How To Get An Accurate Construction Estimate

In the construction industry, estimates without descriptions often have little value.

When getting estimates from different contractors for a home improvement project, make sure the quotes involve comparable time and quality, says Kenneth Turnage II of K2GC, an Antioch-based general contractor.

“A lot of contractors do lump sum estimates,” he says. “You’ll see ‘X amount for dry wall.’ The contract should specify precisely which walls or how many square feet. That way, you don’t hear later that ‘it wasn’t included in the estimate.’”

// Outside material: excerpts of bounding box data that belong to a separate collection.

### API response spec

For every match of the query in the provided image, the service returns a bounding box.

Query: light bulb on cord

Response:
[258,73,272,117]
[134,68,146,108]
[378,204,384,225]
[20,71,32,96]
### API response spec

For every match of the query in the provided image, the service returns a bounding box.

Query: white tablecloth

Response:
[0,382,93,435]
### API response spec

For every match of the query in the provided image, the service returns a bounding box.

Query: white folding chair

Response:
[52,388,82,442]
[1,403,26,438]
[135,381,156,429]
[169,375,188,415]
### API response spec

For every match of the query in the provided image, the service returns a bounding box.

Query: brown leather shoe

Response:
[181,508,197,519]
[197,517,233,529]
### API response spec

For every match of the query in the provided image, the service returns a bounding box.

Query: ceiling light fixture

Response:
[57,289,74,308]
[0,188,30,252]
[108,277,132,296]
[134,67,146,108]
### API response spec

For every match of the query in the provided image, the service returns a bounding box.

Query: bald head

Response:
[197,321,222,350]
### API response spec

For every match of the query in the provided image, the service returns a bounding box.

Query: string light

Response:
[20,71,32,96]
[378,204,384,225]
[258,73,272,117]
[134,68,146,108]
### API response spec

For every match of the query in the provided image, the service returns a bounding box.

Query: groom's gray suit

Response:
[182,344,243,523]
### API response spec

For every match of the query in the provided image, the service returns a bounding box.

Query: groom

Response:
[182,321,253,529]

Mr. Turnage says your objective is to minimize or eliminate change orders, those pesky 11th-hour revisions to your contract that so often account for cost overruns. He warns there will occasionally be unforeseeable problems that’ll necessitate a change, “but there should be no reason for the contractor to charge significantly more.”

Mr. Turnage recommends you only use contractors with a physical business address as opposed to a post office box. Communicating with your contractor should be easy, and a lack of a physical address suggests otherwise. It may be they operate out of their home, and Mr. Turnage says that’s fine, but you should at least find out where it is. Pay a visit and see how the business is set up. “If it’s in disarray, that’s a direct indication of how they’ll treat your home.”

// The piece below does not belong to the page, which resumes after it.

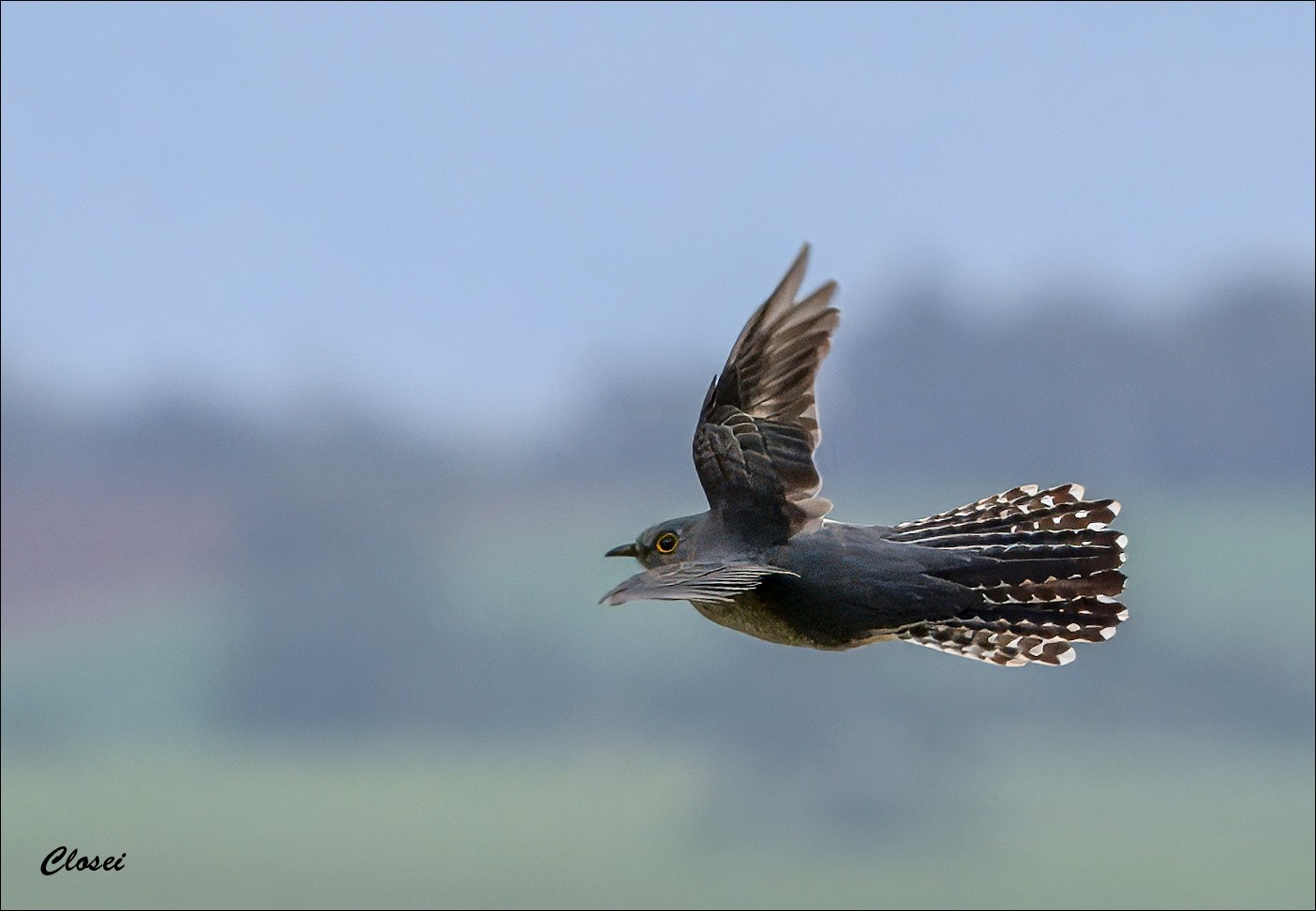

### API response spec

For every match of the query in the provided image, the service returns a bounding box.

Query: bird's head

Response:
[604,512,708,569]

Confirm your contractor is licensed and insured, and that their workers’ compensation insurance is paid, says Mr. Turnage. Make sure the subcontractors are getting paid. And most of all, he says, trust your instincts. “If you’re leery about your contractor after a few appointments, you may want to stay away. Sixty percent of this job is communication; only 40 percent is the work itself. If you can’t communicate your expectations to your contractor, how will you ever get the outcome you want?”